My favourite poem, with my favourite lines:

Nor I half turn to go, yet turning stay.

Better by far you should forget and smile
Than that you should remember and be sad.

Even when I was a child, I was already fixated by the transience of a moment. Before I could savour it, it would be over and I was always too late, always rushing against time.

And when death gets too close for comfort, time always seem awfully short and I was always late.

Last day tomorrow.

It would not seem half as bad if I had not met up with my primary school friends earlier today. It turned out that Terri stayed opposite the school before she moved to the condominium nearby. On my first visit to the school to tour the premises, I saw the playground from the classroom that was to belong to my form class. It looked so familiar.

I didn't think it was the same one. The government had a tendency to build similar structures and design similar layouts everywhere. I stood there silently and gave a moment to myself. I stared out of the dusty window panes, smiled and thought to myself, "I used to while away the time at a playground so very like this one."

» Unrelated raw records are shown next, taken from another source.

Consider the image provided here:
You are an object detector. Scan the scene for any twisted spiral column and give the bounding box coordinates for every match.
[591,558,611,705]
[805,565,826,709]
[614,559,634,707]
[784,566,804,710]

On the way to the appointment venue, I actually bumped into Terri, who took the bus from the city. How coincidental to be on the same bus with someone whom you are about to meet.

She called me a "Poot poot" for not recognising the place. She called me a "Poot poot" for getting the address wrong. I have apparently told her that the school was at Toh Yi Drive when it was at Toh Tuck Terrace instead. She said I could have dropped by her place for dinner in my 4 weeks there.

Somehow, realising that the playground that I thought familiar when it WAS the same playground about 10 years ago when we would hang around and get stuff from the shop during the times spent at Terri's house, came the particularly poignant bruising feeling of the heart. It feels as if I have come full circle, as though the surroundings were just waiting for me to acknowledge them, to brush off the dust of memories from them.

I felt blue. How could I have forgotten? Especially when the place had not changed. Terri said that her house had a blue roof. I shall watch out for it tomorrow, on my last day.

How funny, to discover the connection on my second last day.

Our white skirts would billow in the wind as we traverse the path. Tinkling on the piano, having lunch at her place, eating ice-creams at the playground, the leaves would sway with a gentle rustle.

At the bus stop on that last day of school, our voices broke saying goodbye when our buses came. Our first encounter with change.

Being trapped in the past is terrible. However, to realise how much I have forgotten makes me feel so sad.

And yet, I know when I walk the path tomorrow on the last day of school, pausing in my path, half-turn to go and yet turning stay, tied between my desire to move forth and stay with the familiar, and wondering how much I would remember, and wondering how much of my heart I would leave behind, I know the same trees will rustle in the breeze and tell me that better by far I should forget and smile than that I should remember and be sad.

10 years.

Full circle.

10 years later, would I pass by again?